Many people in the Reno area probably realize that permanent paralysis is a common symptom of a spinal cord injury, whether the injury comes from a car accident, a workplace fall or some other incident.
What people might not realize is how likely some degree of paralysis is once one's spinal cord suffers an injury. Only a handful of spinal cord injuries, fewer than 1 in 100, end with a person not experiencing any paralysis at all.
On the other hand, 20 percent of those who suffered a spinal cord injury experience what is called complete paraplegia, or the complete loss of sensation and movement from the waist down. Over 13 percent of victims were completely paralyzed from the neck down, meaning that they require constant medical and personal care.

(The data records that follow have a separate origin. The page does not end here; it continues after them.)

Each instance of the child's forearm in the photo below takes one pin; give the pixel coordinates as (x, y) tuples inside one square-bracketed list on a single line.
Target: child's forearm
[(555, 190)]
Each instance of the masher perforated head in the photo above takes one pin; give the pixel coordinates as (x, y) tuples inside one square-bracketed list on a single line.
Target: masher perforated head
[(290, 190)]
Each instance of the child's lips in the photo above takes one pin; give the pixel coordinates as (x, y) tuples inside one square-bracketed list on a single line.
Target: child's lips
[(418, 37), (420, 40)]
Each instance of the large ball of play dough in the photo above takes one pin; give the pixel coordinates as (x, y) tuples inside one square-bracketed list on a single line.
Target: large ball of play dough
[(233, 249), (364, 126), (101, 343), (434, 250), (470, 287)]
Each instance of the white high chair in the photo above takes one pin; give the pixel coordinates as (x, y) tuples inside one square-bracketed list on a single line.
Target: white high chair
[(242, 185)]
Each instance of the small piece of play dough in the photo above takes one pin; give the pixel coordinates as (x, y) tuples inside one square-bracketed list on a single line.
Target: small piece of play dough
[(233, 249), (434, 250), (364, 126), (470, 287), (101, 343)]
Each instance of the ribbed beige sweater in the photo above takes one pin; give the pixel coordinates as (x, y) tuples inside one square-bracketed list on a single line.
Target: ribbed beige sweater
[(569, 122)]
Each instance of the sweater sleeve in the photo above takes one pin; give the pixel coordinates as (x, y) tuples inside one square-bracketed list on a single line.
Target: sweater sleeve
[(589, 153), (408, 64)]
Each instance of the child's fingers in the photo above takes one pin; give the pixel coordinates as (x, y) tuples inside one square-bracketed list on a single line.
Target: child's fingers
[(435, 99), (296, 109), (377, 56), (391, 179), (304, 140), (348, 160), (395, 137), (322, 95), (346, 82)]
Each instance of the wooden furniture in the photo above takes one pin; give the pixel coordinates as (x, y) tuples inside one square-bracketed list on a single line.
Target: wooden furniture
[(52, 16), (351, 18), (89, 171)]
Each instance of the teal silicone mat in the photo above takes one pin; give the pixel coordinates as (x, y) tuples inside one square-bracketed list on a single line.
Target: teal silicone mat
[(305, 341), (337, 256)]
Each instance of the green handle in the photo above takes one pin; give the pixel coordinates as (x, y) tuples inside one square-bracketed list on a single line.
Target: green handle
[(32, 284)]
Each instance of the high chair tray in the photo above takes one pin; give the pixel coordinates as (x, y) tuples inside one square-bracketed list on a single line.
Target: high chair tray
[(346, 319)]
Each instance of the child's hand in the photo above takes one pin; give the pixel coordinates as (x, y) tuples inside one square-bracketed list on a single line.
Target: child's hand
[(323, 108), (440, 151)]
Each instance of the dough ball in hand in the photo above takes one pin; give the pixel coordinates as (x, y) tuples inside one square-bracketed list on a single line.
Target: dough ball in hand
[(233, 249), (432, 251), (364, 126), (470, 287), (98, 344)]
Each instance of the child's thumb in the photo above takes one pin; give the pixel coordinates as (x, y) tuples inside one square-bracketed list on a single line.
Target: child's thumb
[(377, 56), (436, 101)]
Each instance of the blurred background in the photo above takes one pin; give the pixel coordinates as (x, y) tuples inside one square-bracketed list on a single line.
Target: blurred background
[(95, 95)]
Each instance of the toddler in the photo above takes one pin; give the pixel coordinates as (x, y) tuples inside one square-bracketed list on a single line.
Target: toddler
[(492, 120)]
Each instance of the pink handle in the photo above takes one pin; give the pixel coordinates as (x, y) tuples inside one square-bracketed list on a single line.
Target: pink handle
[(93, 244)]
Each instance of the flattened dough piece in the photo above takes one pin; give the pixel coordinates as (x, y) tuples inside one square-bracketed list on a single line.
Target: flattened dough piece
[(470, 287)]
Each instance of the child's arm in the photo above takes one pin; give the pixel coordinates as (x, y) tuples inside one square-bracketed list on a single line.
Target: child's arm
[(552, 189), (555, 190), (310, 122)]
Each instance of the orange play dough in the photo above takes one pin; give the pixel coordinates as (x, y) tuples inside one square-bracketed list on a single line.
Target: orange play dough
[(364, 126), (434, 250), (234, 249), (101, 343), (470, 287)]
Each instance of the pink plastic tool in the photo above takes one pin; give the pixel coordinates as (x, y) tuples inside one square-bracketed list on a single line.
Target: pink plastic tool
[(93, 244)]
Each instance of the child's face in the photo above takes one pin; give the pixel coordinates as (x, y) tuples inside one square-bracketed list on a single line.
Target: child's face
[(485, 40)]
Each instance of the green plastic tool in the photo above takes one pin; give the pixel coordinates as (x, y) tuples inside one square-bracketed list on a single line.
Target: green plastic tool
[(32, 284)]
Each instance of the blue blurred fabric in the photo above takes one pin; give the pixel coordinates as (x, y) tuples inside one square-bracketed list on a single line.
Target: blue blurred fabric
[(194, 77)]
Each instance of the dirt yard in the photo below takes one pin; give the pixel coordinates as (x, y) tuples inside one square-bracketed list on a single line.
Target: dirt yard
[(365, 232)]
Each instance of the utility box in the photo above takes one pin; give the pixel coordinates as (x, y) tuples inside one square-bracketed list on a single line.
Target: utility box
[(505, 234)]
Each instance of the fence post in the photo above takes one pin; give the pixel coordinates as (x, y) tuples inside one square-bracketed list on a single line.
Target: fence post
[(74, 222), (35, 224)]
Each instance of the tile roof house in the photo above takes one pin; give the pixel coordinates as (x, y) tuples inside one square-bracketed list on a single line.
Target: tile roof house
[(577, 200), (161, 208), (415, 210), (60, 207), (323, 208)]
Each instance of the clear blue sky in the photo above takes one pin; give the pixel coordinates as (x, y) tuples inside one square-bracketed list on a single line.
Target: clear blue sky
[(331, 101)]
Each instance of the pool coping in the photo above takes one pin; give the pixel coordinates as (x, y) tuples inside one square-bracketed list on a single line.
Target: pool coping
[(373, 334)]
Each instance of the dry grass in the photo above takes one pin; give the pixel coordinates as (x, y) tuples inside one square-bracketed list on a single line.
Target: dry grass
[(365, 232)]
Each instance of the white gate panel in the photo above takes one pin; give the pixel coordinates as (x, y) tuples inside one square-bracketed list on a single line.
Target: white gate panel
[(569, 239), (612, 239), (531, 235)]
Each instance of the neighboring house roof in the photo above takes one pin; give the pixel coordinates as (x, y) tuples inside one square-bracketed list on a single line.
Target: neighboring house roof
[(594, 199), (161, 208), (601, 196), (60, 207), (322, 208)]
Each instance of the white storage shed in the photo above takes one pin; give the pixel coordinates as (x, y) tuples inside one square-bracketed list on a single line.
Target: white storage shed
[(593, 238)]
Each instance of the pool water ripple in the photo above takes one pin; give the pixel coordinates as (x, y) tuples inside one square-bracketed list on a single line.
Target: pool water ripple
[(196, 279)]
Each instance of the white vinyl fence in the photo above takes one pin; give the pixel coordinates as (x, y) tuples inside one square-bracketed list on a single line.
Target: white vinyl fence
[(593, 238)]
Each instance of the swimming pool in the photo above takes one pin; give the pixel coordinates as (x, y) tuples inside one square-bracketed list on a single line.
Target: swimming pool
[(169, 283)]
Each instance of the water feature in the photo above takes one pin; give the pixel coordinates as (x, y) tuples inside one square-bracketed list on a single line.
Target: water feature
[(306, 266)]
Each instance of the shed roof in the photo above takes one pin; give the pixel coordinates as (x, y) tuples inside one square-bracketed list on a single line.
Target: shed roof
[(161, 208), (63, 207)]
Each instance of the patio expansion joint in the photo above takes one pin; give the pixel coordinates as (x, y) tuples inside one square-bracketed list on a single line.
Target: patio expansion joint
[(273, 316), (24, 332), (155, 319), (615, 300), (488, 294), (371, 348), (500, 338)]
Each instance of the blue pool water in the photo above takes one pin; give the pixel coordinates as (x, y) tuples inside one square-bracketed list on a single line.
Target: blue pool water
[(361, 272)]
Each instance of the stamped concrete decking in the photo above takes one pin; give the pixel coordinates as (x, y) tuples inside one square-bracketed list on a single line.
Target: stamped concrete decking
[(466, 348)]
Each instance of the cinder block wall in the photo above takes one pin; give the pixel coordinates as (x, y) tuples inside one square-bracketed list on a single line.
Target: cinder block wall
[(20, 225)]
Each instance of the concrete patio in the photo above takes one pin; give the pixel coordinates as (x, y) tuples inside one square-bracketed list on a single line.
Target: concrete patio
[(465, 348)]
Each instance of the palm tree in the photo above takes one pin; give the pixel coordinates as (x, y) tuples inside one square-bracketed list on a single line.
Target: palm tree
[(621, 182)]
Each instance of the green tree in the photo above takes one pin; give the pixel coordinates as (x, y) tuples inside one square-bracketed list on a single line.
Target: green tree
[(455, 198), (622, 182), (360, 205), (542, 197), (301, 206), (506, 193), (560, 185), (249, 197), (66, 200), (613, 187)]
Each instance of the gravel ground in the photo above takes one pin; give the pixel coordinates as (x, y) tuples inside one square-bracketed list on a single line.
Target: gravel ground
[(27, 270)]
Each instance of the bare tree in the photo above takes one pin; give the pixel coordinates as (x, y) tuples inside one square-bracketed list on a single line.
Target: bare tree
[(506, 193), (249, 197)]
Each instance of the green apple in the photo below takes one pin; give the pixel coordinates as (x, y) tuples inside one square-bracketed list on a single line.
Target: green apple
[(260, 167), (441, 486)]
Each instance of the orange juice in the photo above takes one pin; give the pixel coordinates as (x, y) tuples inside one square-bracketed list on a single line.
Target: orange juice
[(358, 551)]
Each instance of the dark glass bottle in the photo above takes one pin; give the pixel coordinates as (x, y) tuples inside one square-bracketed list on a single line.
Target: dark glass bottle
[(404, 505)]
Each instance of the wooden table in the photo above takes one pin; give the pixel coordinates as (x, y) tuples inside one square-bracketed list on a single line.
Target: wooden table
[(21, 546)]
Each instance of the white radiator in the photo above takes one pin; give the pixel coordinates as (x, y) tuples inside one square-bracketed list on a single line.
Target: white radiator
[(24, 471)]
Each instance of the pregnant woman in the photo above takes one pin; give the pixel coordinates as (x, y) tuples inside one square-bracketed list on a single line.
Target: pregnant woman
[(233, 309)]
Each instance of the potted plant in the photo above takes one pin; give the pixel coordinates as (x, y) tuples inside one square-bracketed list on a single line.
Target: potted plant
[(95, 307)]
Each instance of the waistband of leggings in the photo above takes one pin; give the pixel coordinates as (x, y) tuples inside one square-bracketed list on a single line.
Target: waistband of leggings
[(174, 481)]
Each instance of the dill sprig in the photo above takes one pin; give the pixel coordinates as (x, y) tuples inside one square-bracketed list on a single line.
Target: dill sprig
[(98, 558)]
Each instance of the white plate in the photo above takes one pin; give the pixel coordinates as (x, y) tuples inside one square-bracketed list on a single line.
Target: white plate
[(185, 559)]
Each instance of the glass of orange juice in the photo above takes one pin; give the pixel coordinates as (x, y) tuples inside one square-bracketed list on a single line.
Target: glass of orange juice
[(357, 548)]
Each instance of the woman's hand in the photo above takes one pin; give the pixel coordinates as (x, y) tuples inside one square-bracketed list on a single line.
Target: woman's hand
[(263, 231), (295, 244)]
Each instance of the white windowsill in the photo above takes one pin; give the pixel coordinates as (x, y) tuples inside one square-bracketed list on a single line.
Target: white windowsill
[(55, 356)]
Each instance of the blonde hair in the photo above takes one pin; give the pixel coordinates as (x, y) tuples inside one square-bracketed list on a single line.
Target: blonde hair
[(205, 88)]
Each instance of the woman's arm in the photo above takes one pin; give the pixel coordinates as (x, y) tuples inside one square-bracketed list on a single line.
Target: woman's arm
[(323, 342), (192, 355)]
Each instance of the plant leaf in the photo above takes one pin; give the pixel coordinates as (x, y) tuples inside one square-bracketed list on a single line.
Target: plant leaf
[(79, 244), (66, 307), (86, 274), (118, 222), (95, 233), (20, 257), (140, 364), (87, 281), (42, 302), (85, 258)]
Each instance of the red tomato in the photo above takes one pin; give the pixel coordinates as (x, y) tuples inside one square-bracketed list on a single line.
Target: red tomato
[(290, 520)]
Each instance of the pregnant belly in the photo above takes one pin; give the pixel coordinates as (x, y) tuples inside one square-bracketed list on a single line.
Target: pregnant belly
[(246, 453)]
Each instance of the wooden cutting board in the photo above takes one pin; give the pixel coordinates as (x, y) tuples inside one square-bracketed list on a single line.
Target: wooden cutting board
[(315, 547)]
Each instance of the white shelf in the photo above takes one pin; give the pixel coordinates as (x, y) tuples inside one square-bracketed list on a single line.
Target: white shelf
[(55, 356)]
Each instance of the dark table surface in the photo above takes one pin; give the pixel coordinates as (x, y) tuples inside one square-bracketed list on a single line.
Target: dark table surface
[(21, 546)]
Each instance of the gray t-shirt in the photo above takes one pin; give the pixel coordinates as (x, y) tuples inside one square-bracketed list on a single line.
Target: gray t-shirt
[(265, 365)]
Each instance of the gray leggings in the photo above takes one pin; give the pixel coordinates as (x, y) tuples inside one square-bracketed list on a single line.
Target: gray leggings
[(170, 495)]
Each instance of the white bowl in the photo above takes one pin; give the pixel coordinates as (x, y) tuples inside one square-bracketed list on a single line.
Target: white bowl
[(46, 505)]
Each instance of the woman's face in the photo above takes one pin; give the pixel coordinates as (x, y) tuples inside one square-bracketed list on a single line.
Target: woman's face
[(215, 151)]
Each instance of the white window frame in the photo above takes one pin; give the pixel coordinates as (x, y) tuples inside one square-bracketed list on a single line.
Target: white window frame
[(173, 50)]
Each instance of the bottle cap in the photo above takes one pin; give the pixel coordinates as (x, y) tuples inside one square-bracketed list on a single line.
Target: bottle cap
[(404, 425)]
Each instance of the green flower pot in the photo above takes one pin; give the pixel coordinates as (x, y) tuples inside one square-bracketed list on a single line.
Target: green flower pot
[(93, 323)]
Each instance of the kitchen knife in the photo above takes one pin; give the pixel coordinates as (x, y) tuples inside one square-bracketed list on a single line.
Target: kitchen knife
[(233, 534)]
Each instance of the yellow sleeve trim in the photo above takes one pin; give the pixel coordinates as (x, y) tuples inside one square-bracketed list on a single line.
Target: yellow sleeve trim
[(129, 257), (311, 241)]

The remaining 2 out of 3 or so victims experience conditions called incomplete paraplegia or incomplete tetraplegia. In both of these cases, a victim will experience some, but not all, symptoms of paralysis.
How the condition affects a given person depends a lot on the nature of the injury to the spine. For instance, some victims may have sensation in the affected areas but be unable to move them, while others may be just the opposite. Among those with incomplete injuries, about 2 out 3 experience problems above their waist.
Any spinal cord injury is a very serious matter which will likely require an investment of a lot of time and money in to medical care, rehabilitation expenses and the like. Moreover, a Nevada resident who suffers a spinal cord injury may have to find a new career or figure out a way to support herself without being able to work.